Настоящая трансформация произошла в следующем десятилетии. Серия событий — Шестидневная арабо-израильская война 1967 года, канцлер Брандт, опустившийся на колени у мемориала Варшавского гетто, убийство израильских спортсменов на Олимпийских играх 1972 года в Мюнхене и, наконец, показ по немецкому телевидению минисериала «Холокост» в январе 1979 года — объединились, чтобы поставить евреев и их страдания во главу немецкой общественной повестки дня. Из них телесериал был, безусловно, самым важным. Чистый продукт американского коммерческого телевидения — с простой историей, в основном двухмерными персонажами и повествованием, которое должно вызывать максимальное эмоциональное потрясение — «Холокост» (как было отмечено в главе 14) возненавидели и презирали европейские кинематографисты от Эдгара Райца до Клода Ланцманна, которые обвиняли его в том, что он превратил немецкую историю в американскую мыльную оперу и сделал доступным и понятным то, что всегда должно оставаться невыразимым и непроницаемым.
Но именно из-за этих ограничений сериал имел такой эффект. Четыре вечера подряд его показывали по западногерманскому национальному телевидению, и его посмотрели около двадцати миллионов зрителей — более чем половина взрослого населения. Его показ также случайно совпал по времени с судебным процессом над бывшими тюремщиками лагеря смерти Майданек: это напоминало зрителям о том, что дело еще не завершено. Влияние на общество было огромным. Пять месяцев спустя Бундестаг проголосовал за отмену срока давности за убийство (хотя следует отметить, что среди тех, кто голосовал против, был будущий канцлер Гельмут Коль). Отныне немцы будут одними из самых информированных европейцев по вопросу о Холокосте и на переднем крае всех усилий по поддержанию осведомленности общественности об исключительном преступлении их страны.
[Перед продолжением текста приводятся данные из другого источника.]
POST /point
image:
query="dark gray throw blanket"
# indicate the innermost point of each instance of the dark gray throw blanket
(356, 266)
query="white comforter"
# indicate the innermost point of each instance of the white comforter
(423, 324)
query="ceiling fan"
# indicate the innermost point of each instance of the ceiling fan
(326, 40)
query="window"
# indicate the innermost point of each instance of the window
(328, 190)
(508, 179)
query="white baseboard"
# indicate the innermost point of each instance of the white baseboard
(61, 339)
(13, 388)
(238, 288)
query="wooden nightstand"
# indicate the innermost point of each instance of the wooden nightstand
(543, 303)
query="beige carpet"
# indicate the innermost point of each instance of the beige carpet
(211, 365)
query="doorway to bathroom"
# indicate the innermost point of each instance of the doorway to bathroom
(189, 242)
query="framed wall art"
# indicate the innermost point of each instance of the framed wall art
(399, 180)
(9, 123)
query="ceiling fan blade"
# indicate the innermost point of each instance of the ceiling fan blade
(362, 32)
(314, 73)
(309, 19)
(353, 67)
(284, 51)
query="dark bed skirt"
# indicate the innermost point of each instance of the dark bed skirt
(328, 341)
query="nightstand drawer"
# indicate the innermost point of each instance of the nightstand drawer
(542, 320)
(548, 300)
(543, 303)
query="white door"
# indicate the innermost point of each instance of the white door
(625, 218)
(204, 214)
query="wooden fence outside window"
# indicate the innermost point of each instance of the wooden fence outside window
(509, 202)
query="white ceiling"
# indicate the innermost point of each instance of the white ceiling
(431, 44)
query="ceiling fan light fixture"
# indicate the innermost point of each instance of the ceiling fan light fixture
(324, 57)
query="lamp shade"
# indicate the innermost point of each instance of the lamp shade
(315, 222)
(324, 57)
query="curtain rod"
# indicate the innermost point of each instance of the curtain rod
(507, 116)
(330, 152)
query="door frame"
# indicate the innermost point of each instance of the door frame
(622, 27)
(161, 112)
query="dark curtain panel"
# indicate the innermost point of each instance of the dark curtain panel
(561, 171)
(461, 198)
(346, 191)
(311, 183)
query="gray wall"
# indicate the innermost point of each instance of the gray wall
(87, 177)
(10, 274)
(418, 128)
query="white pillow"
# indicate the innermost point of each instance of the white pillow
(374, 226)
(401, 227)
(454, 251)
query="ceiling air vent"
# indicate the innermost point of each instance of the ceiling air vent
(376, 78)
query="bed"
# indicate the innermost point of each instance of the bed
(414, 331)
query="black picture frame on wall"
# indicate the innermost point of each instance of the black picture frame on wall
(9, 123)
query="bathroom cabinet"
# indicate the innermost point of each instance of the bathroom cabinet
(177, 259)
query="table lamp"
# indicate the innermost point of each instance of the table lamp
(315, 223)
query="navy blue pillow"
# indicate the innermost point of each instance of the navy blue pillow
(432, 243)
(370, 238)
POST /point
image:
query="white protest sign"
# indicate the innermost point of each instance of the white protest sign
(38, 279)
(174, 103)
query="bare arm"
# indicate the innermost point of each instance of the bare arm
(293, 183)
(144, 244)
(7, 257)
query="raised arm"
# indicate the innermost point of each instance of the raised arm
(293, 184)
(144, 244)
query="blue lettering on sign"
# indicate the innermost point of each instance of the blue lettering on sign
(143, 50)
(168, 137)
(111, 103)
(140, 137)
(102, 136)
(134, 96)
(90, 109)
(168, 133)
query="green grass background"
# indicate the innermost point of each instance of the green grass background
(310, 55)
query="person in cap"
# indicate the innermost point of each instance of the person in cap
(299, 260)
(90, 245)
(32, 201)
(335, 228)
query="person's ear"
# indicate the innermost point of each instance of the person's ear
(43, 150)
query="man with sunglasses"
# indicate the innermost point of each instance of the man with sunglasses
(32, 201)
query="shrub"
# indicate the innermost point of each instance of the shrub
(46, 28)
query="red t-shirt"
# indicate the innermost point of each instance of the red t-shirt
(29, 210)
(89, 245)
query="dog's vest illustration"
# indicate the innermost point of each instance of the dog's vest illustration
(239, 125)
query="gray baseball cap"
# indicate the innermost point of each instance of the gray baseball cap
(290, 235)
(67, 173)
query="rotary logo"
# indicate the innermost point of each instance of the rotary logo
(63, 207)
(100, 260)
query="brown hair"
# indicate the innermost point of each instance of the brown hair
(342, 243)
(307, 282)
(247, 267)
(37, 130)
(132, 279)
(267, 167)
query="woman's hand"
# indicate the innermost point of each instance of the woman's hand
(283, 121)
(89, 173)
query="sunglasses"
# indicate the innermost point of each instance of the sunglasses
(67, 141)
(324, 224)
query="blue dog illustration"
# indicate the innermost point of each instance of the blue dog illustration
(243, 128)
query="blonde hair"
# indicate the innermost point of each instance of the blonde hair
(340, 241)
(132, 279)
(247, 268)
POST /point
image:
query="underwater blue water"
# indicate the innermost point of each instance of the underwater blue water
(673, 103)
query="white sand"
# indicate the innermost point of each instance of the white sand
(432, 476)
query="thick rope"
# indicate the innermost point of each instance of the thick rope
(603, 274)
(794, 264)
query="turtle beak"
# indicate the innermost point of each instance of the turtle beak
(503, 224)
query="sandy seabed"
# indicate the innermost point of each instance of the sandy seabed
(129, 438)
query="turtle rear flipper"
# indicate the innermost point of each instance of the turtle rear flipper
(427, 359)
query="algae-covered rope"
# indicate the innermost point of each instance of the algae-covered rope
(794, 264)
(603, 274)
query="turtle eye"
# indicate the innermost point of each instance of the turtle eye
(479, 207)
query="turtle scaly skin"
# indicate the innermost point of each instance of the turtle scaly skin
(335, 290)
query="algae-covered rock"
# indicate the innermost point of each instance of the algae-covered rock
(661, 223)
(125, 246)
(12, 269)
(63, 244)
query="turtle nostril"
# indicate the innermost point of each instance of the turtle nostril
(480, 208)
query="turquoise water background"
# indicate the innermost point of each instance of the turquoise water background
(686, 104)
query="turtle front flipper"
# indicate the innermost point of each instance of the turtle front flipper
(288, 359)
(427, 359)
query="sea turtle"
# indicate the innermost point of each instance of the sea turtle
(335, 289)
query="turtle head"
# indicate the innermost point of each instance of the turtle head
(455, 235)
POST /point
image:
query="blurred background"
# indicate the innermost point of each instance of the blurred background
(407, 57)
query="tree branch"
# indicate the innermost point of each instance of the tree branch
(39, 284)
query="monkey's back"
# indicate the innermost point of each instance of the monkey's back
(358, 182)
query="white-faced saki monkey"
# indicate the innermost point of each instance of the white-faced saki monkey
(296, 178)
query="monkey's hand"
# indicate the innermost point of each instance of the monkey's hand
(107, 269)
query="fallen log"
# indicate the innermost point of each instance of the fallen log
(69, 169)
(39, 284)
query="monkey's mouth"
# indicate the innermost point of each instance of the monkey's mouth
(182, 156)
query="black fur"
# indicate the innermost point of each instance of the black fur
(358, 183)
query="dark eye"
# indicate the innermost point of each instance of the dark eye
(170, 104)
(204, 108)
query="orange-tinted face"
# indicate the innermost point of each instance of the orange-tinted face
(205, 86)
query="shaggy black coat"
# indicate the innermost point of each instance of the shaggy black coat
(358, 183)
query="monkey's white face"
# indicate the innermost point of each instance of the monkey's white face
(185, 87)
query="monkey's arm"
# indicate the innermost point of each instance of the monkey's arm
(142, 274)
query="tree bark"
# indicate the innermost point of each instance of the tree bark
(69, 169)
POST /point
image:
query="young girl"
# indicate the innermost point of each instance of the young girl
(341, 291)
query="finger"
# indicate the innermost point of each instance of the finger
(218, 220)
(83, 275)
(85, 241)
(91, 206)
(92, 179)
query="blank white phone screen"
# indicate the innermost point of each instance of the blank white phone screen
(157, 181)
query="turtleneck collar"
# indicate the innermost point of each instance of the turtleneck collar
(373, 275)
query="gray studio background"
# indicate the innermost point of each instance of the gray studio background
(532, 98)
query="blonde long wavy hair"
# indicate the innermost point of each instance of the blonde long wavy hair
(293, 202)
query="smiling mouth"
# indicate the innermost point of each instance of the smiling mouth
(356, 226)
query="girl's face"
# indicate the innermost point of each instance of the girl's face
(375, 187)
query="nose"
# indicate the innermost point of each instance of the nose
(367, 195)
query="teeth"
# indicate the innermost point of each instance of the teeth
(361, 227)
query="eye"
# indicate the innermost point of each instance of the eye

Если в 1968 году Дахау посетила всего 471 школьная группа, то к концу семидесятых их ежегодное число значительно превысило пять тысяч.
Знания — и публичное признание — о том, что немцы сделали с евреями за сорок лет до того, стало значительным продвижением вперед; но определение места этих событий в немецкой и европейской истории, как продемонстрировало «столкновение историков» в восьмидесятых, было тяжелой и неразрешенной дилеммой. Некоторым консервативным историкам, среди которых был почтенный ученый Эрнст Нольте, не нравилось требование относиться к Гитлеру, его движению и его преступлениям, как к уникальным и единственным в своем роде. Если мы хотим понять нацизм, утверждали они, мы должны рассматривать его в контексте его времени и места. По мнению Нольте, возникновение национал-социализма и некоторых из его самых причудливых проявлений стали прежде всего ответом на большевизм: они подражали и в определенной степени копировали пример Ленина и его преемников. Это не умаляет преступлений нацизма, утверждал Нольте в своей печально известной статье в «Frankfurter Allgemeine Zeitung» в июне 1986 года, но без большевистского прецедента их невозможно полностью объяснить. Пришло время пересмотреть нацистскую эпоху, поместив Холокост в более широкий контекст современных геноцидов.
Ответ Нольте поступил прежде всего от Юргена Хабермаса, который, как и Энценсбергер, Гюнтер Грасс и другие представители «скептического поколения», был достаточно взрослым, чтобы помнить нацизм и, следовательно, с большим подозрением относился к любой попытке «ограничить» ответственность Германии. «Чепуха», — ответил Хабермас, — «в том-то и дело, что нацизм нельзя «поставить в контекст» или «историзировать»: это соблазн, которому ни один немец никогда не будет иметь права поддаться». Преступление нацистов — немецкое преступление — было уникальным: уникальным по своему масштабу, уникальным по своим амбициям, уникальным по своему неисчерпаемому злу. Контекстуализация в том смысле, в котором ее предлагал Нольте, с неявной релятивизацией немецкой ответственности, которая неизбежно должна была последовать, была просто запрещена.
Но бескомпромиссный подход Хабермаса устанавливал такую планку, что вряд ли можно было ожидать, что большинство его сограждан (в частности историков, для которых сравнение и контекст — это основа их дисциплины) долго смогут ее удерживать. Новая актуальность Холокоста в общественной дискуссии, — которая достигла апогея в девяностых, кульминацией которой в девяностых годах стали многочисленные проявления официального раскаяния за прошлые грехи, а немцы погрузились в то, что писатель Петер Шнайдер назвал «своего рода праведным самобичеванием», не могло длиться вечно. Добиваться от каждого нового поколения немцев того, чтобы они вечно жили в тени Гитлера, настаивать, чтобы они приняли ответственность за память об уникальной вине Германии и сделали ее ключевым мерилом их национальной идентичности, было наименьшим, чего можно было требовать, но слишком многим, чтобы этого ожидать.